Single by Sigue Sigue Sputnik

from the album Dress for Excess
- B-side: "Barbarandroid"
- Released: 13 March 1989
- Recorded: 1988
- Genre: Synth-pop
- Length: 4:45 (album version); 3:44 (single mix);
- Label: Parlophone
- Songwriter(s): Anthony James; Martin Degville; Neal Whitmore;
- Producer(s): Neal Whitmore

Sigue Sigue Sputnik singles chronology
| "Success" (1988) | "Dancerama" (1989) | "Albinoni vs Star Wars" (1989) |

= Dancerama =

1989 single by Sigue Sigue Sputnik

"Dancerama" is a song by the British band Sigue Sigue Sputnik released in March 1989 as the second single from their second album Dress for Excess. It peaked at number 50 on the UK Singles Chart.

==Release==
"Dancerama" was originally recorded in 1986. This early rough version was only released as the B-side to the 7-inch single "Sex Bomb Boogie" that was only released in Germany. This version then remained rare until it was included on the 2020 expanded re-release of Flaunt It.
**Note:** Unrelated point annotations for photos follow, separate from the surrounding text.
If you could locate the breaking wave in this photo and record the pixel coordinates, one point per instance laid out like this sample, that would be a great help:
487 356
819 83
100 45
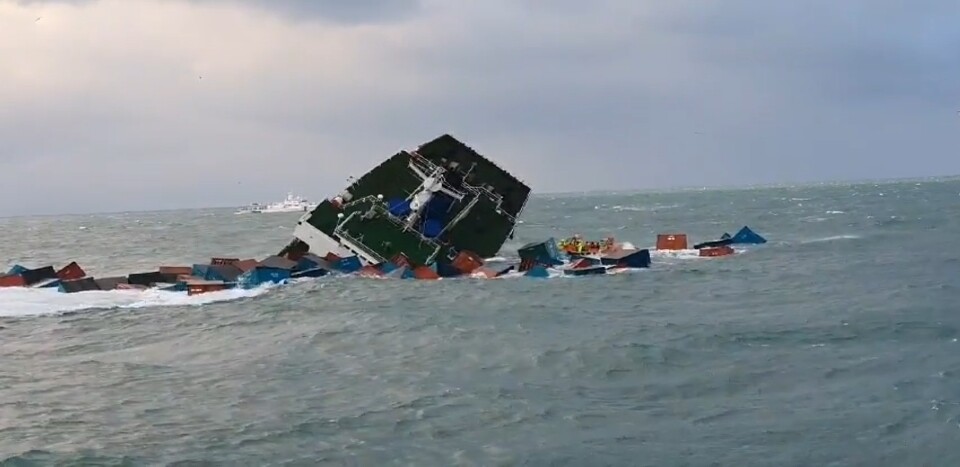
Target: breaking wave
832 238
19 302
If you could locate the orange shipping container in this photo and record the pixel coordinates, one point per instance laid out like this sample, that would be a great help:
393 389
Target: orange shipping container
246 265
199 287
467 261
425 272
12 281
370 271
223 261
672 242
176 270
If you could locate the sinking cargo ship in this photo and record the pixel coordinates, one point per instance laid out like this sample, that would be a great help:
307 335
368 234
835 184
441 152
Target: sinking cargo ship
420 207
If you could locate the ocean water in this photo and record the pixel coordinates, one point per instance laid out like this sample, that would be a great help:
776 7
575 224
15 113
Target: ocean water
836 343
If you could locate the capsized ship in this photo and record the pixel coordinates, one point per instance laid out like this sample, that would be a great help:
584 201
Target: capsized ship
420 207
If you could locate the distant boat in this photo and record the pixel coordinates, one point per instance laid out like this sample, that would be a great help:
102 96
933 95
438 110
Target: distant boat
293 203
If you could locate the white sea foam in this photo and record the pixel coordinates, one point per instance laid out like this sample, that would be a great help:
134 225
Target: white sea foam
832 238
17 301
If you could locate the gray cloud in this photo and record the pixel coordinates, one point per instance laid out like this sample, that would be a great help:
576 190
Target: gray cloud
348 11
570 95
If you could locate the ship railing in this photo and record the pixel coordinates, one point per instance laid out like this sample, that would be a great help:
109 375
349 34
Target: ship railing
344 234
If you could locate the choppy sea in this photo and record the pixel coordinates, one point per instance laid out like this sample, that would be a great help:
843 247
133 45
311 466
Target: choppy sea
836 343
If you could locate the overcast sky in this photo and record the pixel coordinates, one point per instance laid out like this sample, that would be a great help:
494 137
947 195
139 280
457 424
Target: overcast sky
149 104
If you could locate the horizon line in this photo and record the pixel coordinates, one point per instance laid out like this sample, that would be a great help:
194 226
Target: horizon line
672 189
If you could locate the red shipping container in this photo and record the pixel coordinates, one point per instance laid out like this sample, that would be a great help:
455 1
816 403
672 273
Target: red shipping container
672 242
246 264
332 257
70 272
199 287
400 260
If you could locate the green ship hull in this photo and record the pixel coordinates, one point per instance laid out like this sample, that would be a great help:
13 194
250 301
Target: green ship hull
420 206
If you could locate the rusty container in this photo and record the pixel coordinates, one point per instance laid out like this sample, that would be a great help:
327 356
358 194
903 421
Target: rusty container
723 250
674 241
425 272
467 262
176 270
12 281
401 260
223 261
199 287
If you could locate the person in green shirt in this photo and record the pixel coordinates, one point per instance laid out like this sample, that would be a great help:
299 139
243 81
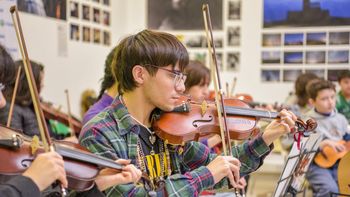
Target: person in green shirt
343 96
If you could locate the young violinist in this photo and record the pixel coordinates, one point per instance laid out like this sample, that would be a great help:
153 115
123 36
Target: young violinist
149 69
343 96
333 127
107 92
48 167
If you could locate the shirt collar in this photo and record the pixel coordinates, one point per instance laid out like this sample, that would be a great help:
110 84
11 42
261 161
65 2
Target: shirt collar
121 114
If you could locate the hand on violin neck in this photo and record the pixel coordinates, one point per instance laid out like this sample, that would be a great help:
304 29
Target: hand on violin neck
225 166
110 177
277 128
47 168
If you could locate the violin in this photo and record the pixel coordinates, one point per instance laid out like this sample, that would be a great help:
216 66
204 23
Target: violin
54 114
191 121
328 156
81 166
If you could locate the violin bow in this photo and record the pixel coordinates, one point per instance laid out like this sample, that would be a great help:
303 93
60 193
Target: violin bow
219 97
14 94
44 132
69 113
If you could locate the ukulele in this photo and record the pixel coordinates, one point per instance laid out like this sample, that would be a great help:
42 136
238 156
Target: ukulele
328 156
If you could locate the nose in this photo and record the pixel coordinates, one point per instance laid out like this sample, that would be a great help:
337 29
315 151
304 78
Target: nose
180 88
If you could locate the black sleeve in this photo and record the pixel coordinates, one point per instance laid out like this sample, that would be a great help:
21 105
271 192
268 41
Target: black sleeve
19 186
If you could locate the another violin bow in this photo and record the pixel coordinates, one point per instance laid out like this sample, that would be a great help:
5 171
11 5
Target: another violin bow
14 94
44 132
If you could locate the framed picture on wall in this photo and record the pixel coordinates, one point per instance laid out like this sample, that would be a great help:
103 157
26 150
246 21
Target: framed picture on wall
47 8
316 38
106 18
74 9
334 73
86 34
293 57
304 13
273 39
106 38
86 12
233 36
336 38
96 15
233 59
293 39
315 57
270 75
183 14
234 10
74 32
290 75
97 36
338 56
318 72
271 57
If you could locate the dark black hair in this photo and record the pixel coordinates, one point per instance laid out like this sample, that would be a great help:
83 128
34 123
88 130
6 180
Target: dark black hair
146 47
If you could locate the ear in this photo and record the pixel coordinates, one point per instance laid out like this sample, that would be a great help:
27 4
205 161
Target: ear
138 74
311 101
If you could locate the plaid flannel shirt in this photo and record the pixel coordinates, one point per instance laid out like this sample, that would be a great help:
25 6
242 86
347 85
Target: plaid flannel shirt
113 133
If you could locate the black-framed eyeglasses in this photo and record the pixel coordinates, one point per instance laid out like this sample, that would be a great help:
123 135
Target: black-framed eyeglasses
178 76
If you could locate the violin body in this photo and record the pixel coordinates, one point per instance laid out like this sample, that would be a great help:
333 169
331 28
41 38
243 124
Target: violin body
328 157
80 174
179 127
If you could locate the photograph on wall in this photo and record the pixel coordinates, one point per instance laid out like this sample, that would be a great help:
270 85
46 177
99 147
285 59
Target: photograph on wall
233 36
106 18
336 38
74 32
97 36
106 2
338 57
232 61
316 38
333 74
271 57
182 14
317 72
47 8
198 56
96 15
234 10
290 75
270 75
106 38
304 13
86 34
220 62
269 40
86 12
315 57
293 39
74 9
293 57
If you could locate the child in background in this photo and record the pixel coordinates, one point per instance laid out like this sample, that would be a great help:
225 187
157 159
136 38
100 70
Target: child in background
343 96
333 128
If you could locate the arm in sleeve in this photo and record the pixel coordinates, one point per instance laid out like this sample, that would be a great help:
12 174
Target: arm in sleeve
190 183
19 186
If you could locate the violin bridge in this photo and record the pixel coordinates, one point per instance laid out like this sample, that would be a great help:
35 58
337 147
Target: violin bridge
34 145
204 107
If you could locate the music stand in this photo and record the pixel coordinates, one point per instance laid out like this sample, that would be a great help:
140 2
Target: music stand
292 179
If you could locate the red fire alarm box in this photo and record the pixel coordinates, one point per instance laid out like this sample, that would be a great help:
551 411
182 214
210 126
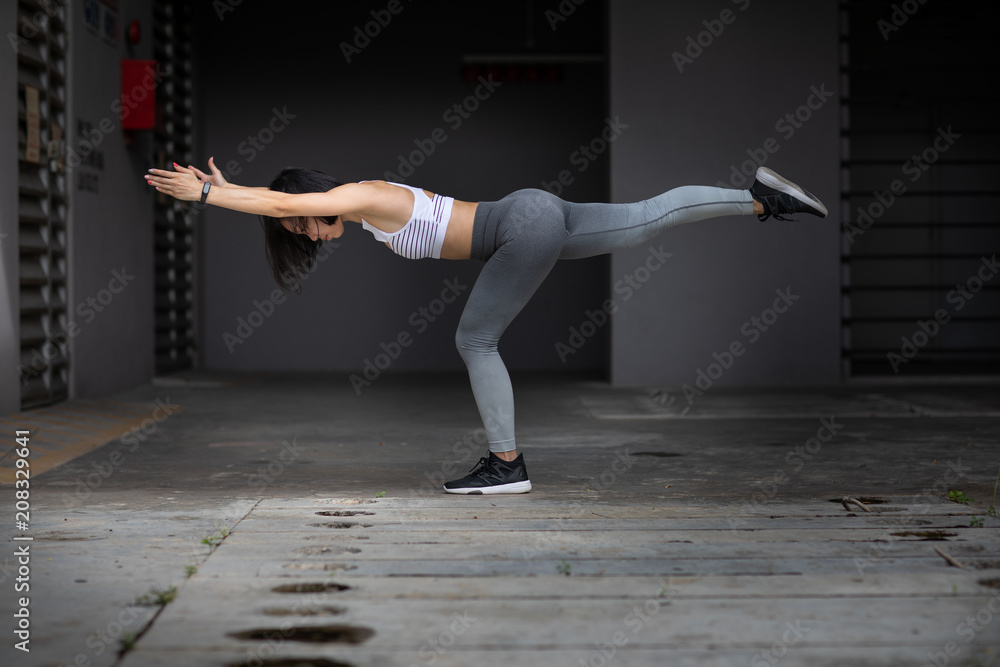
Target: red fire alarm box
138 94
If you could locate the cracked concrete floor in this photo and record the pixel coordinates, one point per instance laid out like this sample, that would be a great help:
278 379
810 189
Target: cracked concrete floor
290 522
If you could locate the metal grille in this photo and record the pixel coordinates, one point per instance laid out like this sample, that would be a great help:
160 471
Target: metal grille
42 202
920 294
174 228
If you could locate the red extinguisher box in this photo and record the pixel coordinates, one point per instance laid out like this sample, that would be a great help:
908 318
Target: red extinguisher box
138 94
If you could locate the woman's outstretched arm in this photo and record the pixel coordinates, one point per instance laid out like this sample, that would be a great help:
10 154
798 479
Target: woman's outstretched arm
186 186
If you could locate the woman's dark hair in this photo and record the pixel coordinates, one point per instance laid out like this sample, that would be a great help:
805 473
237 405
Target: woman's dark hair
291 255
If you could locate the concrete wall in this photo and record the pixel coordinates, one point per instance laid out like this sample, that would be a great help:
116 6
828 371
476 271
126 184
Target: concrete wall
10 390
354 120
691 124
111 221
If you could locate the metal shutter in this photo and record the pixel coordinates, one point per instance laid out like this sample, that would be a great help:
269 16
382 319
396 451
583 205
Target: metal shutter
174 220
42 203
910 71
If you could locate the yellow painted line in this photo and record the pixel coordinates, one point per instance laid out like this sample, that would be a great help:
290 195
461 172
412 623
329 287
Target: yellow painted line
120 418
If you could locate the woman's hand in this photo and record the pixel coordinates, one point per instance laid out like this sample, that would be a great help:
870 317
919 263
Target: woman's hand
216 179
183 184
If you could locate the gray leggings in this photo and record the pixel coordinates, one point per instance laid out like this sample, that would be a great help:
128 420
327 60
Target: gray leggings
520 238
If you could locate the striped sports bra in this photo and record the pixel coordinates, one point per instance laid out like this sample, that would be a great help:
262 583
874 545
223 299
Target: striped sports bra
423 234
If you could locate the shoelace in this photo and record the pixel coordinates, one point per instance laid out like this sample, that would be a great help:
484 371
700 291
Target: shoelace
771 203
483 467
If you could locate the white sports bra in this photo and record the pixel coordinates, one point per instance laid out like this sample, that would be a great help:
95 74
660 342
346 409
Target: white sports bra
423 234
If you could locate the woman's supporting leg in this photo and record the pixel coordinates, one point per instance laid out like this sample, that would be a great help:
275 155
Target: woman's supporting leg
531 236
596 229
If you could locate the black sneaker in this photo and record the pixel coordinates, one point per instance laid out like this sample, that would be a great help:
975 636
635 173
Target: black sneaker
782 197
493 475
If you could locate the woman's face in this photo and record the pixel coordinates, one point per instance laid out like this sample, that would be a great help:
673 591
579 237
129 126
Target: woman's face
316 228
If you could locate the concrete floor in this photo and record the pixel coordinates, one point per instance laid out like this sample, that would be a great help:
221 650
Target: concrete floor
657 532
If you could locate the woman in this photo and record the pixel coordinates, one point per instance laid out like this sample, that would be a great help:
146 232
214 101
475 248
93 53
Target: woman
519 238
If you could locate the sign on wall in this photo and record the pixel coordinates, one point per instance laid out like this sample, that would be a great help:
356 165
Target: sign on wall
101 18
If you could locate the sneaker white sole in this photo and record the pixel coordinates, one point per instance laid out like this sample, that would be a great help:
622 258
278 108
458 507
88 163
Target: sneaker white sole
513 487
782 184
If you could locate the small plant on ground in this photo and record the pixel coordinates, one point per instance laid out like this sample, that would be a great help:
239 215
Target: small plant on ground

Several different versions of the song were released as singles. The 7-inch release features a remix of "Dancerama" by Queen drummer Roger Taylor. The B-side "Barbarandroid" was also remixed by Taylor; however, this is not credited on the single. Three 12-inch singles were released. The first features, alongside the two 7-inch tracks, an extended version of "Dancerama". The second 12-inch release features the same 12" extended version, but it is subtitled 'Kashmir Remix'. It also has a remix of "Dancerama" that prominently features a saxophone, subtitled 'Saxy Remix'. Both of these versions were remixed by Neal X and Tony James at Abbey Road Studios on 1 February 1989. The final 12-inch release is a picture disc which contains five tracks, of which the final one is a hidden untitled track, lasting less than a minute. The first track is an introduction lasting two minutes and the second is the 7-inch remix of "Dancerama". The third is another remix of the track by Stephen W. Tayler, titled 'Album Mix Extended', and the fourth track is "Barbarandroid". A CD single was also released that features the 7-inch remix, the 12-inch extended and the 'Album Mix Extended' versions. "Barbarandroid" was not included on the release, although it is incorrectly listed on the insert.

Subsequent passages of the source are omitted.